I kept thinking about this blog post after I read it, and I realized it’s because what she did here is so uncommon in the 2018 social media world. She got something wrong quite publicly, and she was willing to fess up and admit it. Not because she got caught or might have gotten caught (after all, no one had access to her emails) but simply because she realized she should check her own assumptions and make things right if she could. I think that’s worthy of praise, and the kind of thing we should all be encouraging of.

As part of my every day work, I do a lot of auditing of other people’s work and figuring out where they might be wrong. This means I tend to do a lot of meditating on what it means to be wrong….how we handle it, what we do with it, and how to make it right. One of the things I always say to staff when we’re talking about mistakes is that the best case scenario is that you don’t make a mistake, but the second best case is that you catch it yourself. Third best is that we catch it here, and fourth best is someone else has to catch us. I say that because I never want staff to try to hide errors or cover them up, and I believe strongly in having a “no blame” culture in medical care. Yes, sometimes that means staff might think confessing is all they have to do, but when people’s health is at stake the last thing you want is for someone to panic and try to cover something up.
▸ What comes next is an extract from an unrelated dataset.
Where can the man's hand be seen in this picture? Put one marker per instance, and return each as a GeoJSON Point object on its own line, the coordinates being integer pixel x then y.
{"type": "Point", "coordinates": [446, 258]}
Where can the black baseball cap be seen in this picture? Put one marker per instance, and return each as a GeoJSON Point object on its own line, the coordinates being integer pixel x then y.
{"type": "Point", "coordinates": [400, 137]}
I feel similarly about social media. The internet has made it so quick and easy to announce something to a large group before you’ve thought it through, and so potentially costly to get something wrong that I fear we’re going to lose the ability to really admit when we’ve made a mistake. Would it have been better if she had never erred? Well, yes. But once she did I think self disclosure is the right thing to do. In our ongoing attempt to call bullshit on internet wrongness, I think  giving encouragement/praise to those who own their mistakes is a good thing. Being wrong and then doubling down (or refusing to look in to it) is far worse than stepping back and reconsidering your position. The rarer this gets, the more I feel the need to call attention those who are willing to do so.

No matter what side of an issue you’re on, #teamtruth should be our primary affiliation.

*In the interest of full disclosure, Science for the People is affiliated with the Skepchick network, which I have also blogged for at their Grounded Parents site. Despite that mutual affiliation and the shared first name, I do not believe I have ever met or interacted with  Dr Brookshire. Bethany’s a pretty rare first name, so I tend to remember it when I meet other Bethanys (Bethanii?)